Processing large dataset

I’m working on creating a Dataset on roughly 100,000 graph samples I’ve created using pytorch geometric’s libraries.
I roughly followed the guide here:
Creating Your Own Datasets — pytorch_geometric 2.0.4 documentation.
My data in total, after preprocessing, weighs roughly 14G so I think this is probably too large to be an InMemoryDataset so I opted to work on it as a regular dataset.
So my processed folder now contains 100k samples, each sample saved in its own file. Now this was obviously a bad choice. To iterate over my whole dataset is extremely costly as I have to open and close 100k files but I’m unsure of how to batch my data up into larger files while also somehow keeping track of what file contains what indices. Even if I did do such a batching how would my “get” function know to keep these files open until I’m done with the one file? Obviously there are many issues with what I’m suggesting which is why I never went through with it.

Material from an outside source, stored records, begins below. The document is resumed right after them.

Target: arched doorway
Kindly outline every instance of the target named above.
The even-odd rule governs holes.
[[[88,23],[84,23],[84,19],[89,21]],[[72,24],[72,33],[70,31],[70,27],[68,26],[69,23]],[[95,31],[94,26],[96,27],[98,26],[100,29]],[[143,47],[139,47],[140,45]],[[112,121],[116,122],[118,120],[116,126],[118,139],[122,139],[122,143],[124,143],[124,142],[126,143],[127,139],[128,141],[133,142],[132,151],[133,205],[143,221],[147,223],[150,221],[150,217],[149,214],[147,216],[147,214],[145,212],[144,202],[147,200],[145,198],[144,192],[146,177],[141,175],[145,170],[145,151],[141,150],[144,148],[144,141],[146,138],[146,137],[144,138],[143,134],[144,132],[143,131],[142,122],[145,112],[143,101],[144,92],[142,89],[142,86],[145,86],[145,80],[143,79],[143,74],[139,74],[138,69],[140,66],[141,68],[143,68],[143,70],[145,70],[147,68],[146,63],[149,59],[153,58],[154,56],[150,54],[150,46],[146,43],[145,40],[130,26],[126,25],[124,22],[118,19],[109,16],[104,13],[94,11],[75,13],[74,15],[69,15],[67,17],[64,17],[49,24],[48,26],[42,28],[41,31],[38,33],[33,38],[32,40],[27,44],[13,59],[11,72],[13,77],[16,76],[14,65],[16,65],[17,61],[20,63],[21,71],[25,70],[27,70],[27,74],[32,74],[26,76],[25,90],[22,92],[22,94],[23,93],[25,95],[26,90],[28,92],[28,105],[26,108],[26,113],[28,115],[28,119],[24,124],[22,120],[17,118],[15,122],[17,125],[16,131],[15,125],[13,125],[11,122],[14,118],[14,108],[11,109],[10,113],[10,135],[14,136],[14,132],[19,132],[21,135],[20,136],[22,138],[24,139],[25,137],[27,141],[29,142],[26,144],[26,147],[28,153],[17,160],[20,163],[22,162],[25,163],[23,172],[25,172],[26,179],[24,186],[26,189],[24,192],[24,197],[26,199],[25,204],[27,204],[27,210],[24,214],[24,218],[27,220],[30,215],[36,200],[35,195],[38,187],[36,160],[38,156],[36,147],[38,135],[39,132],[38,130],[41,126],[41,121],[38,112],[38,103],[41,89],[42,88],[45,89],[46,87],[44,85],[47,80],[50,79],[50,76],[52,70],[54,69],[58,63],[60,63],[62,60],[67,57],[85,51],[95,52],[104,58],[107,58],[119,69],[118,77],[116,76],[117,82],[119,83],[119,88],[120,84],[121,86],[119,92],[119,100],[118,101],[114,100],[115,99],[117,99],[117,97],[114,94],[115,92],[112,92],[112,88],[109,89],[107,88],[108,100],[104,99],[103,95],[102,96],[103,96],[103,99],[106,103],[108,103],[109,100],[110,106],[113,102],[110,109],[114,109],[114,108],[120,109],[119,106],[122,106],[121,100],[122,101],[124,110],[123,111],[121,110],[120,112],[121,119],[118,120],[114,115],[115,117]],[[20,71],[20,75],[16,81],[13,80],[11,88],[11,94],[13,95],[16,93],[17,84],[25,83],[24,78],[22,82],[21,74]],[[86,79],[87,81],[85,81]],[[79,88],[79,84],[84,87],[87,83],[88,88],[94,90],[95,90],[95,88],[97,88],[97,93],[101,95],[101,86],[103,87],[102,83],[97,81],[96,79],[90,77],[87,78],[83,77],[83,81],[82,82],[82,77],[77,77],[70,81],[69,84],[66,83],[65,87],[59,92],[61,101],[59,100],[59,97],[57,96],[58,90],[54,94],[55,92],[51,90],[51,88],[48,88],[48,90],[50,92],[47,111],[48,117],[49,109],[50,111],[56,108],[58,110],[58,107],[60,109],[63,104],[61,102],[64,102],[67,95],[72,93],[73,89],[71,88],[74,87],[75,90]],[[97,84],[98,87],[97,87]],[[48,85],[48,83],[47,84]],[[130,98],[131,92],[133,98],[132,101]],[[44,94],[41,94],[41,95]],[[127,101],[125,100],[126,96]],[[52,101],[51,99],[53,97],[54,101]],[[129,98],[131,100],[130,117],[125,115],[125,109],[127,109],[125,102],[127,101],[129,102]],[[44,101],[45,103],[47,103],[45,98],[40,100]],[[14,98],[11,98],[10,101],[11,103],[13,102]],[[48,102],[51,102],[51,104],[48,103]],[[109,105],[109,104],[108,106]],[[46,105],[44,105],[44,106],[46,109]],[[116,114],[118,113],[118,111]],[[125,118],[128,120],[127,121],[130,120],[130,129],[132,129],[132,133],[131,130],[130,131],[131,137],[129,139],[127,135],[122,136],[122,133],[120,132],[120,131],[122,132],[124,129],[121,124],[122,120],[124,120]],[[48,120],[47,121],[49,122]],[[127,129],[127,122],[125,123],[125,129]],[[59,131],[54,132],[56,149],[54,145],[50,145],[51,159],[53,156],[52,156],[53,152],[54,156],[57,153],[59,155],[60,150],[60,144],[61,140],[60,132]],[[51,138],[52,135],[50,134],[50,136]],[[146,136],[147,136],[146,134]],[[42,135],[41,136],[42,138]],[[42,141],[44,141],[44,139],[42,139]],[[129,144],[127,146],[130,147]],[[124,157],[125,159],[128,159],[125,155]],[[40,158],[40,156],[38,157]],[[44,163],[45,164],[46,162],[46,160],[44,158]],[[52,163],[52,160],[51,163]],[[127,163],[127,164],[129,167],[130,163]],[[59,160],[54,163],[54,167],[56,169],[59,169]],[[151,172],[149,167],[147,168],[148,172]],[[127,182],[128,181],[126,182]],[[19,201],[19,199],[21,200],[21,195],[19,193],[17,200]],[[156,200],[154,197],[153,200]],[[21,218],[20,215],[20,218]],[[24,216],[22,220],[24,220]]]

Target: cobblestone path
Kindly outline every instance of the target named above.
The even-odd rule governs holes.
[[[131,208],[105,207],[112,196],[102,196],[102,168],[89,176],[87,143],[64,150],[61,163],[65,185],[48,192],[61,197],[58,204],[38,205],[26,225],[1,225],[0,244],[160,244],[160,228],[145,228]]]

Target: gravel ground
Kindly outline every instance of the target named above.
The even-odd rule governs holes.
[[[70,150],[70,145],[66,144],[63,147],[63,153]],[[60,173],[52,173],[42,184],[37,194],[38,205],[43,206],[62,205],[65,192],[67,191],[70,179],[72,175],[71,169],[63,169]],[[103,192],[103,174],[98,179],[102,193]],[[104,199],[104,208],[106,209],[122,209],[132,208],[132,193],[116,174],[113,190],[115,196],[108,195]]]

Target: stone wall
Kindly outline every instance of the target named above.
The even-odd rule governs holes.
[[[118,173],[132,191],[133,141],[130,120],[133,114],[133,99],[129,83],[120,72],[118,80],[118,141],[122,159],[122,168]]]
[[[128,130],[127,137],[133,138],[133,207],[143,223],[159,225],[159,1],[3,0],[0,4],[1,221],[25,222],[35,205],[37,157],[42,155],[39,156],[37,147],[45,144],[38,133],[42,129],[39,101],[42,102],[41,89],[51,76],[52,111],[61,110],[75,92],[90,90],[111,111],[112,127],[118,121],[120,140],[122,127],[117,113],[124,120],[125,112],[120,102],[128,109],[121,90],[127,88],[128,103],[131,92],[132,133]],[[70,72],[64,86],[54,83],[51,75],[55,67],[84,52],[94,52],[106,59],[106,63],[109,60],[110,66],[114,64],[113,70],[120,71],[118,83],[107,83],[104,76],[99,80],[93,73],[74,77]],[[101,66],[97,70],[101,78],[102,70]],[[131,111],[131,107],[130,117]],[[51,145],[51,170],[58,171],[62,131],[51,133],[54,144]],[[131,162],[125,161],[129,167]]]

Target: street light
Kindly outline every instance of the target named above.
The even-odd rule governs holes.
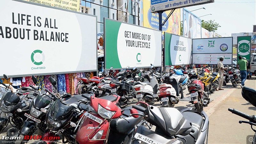
[[[206,15],[212,15],[212,14],[206,14],[206,15],[203,15],[203,16],[201,16],[201,17],[199,17],[199,18],[200,18],[200,17],[203,17],[204,16],[206,16]]]
[[[196,11],[196,10],[200,10],[200,9],[205,9],[205,8],[204,8],[204,7],[203,7],[203,8],[200,8],[200,9],[196,9],[196,10],[193,10],[193,11],[190,11],[190,12],[193,12],[193,11]]]

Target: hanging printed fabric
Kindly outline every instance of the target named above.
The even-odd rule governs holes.
[[[66,92],[66,82],[65,80],[65,74],[60,74],[58,75],[58,91],[59,92],[63,91]]]
[[[44,89],[44,76],[36,76],[37,82],[36,84],[39,87],[39,90],[41,91]]]
[[[53,79],[55,80],[55,81],[56,81],[56,83],[57,84],[57,85],[58,85],[58,78],[57,77],[57,75],[51,75],[51,76],[52,76]],[[57,91],[57,90],[56,90],[55,88],[53,87],[53,86],[52,85],[52,93],[56,93],[58,92],[58,91]]]
[[[50,75],[46,75],[44,76],[44,85],[46,89],[47,89],[50,92],[52,92],[52,84],[50,82],[49,80],[49,77],[51,76]]]

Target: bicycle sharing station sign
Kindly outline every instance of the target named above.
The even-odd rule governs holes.
[[[251,58],[251,36],[237,36],[237,60],[241,55],[247,60]]]

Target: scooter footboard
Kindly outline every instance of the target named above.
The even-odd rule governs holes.
[[[140,143],[139,141],[143,142]],[[167,135],[162,135],[147,129],[144,126],[137,127],[133,133],[132,139],[130,142],[131,142],[129,143],[133,144],[182,143],[178,139],[173,139]]]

So does anyone have any ideas of how I can deal with this issue?


Could you load data once per iteration rather than loading everything in to memory when creating Dataset.
We have a new repo to construct iterDataPipe to advocate iterator-style data loading methodology. GitHub - pytorch/data: A PyTorch repo for data loading and utilities to be shared by the PyTorch domain libraries.
Let us know if this is going to help you

What I did was passing a train.csv containing the list of files I want to train with and returning this list in processed_file_names. In get(), I am iterating through the list and reading each of the .pt files. In my case, #samples are 63k graphs and each .pt file can be as big as 5MB. So, I zipped each of the pt files having the ‘data’ instance.

I tried InMemory dataset too, but no luck. The training has been extremely slow due to dataloading (~40 mins per epoch, same on RTX 3070 and RTX A4000) for batchsize of 64 and 27k training samples.